Roger Simon of Politico observes:
You know a candidate is really feeling the heat when he starts complaining about the kitchen. You know a candidate is having problems when he starts complaining about the process. Wednesday night, in a debate here, Barack Obama complained a number of times about the presidential campaign process and how some people spend way too much time “obsessing” about some of the things that he and others have actually said.
Sure enough, Obama’s campaign manager came out right after the debate with a defensive-sounding statement:
Tonight we saw a real choice between the old politics of point-scoring and distraction and a politics that focuses on bringing us together to actually solve the challenges we talk about every single election.
So we have now come full circle. The candidate who cribbed the line “Words matter” and bragged that his rhetoric lifts all comers has been reduced to complaining that words–his words–don’t matter. The man who was to lead a movement, whose judgment and virtue were cause (finally) for pride in America, now says that the particulars of his past and his associations with friends and mentors are a “distraction.”

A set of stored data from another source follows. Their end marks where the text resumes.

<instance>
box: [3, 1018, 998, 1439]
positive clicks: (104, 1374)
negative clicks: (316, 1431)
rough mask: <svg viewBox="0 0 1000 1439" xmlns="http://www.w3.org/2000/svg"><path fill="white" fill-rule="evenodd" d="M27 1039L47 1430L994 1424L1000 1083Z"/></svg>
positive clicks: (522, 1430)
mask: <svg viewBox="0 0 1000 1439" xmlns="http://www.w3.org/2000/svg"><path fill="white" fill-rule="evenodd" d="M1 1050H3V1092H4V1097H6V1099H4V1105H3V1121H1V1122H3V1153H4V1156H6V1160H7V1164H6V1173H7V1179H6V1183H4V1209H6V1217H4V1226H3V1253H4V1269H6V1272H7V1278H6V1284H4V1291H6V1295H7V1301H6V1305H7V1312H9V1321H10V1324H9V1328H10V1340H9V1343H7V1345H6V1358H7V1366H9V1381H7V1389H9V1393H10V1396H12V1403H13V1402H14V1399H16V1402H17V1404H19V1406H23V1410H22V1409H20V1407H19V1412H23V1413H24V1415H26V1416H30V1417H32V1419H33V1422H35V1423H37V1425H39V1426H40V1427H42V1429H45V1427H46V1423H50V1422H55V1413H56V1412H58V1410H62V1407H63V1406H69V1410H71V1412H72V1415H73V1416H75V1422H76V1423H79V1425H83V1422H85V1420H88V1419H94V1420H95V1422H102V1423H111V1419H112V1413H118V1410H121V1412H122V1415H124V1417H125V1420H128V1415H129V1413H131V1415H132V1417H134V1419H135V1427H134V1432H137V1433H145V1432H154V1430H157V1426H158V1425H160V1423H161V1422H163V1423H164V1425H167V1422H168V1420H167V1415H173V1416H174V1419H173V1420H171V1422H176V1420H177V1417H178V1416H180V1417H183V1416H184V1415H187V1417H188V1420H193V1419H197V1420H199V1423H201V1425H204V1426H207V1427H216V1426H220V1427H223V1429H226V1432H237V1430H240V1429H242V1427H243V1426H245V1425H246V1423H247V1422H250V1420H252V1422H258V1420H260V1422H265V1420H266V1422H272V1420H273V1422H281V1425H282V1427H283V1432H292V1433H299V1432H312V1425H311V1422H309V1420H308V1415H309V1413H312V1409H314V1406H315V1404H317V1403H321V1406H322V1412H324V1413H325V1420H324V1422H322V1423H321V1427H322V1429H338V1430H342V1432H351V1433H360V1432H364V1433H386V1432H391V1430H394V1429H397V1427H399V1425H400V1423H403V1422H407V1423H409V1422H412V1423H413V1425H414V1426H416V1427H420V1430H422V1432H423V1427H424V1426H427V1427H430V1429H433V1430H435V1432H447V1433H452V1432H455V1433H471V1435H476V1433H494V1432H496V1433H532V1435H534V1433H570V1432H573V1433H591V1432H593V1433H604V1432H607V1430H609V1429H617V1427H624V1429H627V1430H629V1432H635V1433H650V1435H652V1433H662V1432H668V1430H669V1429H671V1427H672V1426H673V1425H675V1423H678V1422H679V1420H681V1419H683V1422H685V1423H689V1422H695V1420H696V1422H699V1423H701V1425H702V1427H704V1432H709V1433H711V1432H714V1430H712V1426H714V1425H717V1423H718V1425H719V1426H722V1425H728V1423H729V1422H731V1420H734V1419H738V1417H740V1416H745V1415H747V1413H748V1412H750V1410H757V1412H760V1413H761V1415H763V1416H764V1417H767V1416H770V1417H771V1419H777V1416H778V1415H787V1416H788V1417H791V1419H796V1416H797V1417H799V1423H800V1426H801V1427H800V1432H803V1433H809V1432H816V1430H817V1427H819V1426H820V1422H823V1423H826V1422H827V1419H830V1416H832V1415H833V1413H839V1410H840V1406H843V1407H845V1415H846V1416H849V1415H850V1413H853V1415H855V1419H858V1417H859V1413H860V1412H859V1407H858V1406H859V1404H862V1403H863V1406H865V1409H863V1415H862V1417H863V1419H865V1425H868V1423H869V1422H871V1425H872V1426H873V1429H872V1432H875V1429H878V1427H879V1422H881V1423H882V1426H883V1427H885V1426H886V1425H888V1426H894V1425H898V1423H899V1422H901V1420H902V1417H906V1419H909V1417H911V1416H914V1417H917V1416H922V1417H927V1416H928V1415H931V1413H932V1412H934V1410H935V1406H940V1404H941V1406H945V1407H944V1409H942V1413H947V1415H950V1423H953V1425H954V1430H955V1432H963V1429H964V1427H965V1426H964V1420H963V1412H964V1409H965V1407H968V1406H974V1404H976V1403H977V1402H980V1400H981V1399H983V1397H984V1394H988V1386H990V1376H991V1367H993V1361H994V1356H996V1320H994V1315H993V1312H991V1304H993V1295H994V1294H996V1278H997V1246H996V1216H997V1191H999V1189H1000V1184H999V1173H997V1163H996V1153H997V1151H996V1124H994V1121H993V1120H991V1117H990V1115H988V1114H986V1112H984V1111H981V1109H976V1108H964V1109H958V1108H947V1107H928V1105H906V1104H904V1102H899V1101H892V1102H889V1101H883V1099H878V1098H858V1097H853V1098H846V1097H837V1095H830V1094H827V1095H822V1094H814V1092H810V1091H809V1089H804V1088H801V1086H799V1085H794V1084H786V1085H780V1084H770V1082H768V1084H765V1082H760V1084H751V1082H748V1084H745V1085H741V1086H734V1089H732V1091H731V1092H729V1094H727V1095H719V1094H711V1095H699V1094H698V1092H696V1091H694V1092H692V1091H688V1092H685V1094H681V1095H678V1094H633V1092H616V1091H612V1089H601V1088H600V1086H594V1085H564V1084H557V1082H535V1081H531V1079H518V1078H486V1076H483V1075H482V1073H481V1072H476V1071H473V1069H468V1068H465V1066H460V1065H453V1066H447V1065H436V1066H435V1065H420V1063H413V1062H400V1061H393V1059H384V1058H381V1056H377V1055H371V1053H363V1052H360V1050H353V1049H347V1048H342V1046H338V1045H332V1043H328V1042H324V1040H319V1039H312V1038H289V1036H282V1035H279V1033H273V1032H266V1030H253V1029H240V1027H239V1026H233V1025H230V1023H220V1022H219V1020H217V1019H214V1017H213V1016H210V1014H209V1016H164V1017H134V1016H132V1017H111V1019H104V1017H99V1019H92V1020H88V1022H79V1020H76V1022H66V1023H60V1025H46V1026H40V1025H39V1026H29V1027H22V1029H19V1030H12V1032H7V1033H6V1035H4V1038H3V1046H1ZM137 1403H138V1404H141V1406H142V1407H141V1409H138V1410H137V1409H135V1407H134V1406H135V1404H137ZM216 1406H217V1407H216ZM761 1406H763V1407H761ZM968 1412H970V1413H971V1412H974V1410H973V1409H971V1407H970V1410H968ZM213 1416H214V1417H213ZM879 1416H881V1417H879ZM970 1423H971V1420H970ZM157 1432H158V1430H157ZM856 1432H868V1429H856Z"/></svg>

What happened? It appears that Obama believed he could skate through an entire primary (and maybe a general election) without having to answer hard questions. Last night, the ABC moderators finally put those long-avoided questions to him. The results weren’t pretty. This raises more fundamental concerns. Can he answer hard questions, regardless of the setting? Or is he only able to give the same canned “we are the change” stump speech over and over again? Judging from his track record of hiding from the media–and his debate performance–it seems the only words that matter from his perspective are the ones drafted, memorized, and rehearsed among admiring advisers and friends.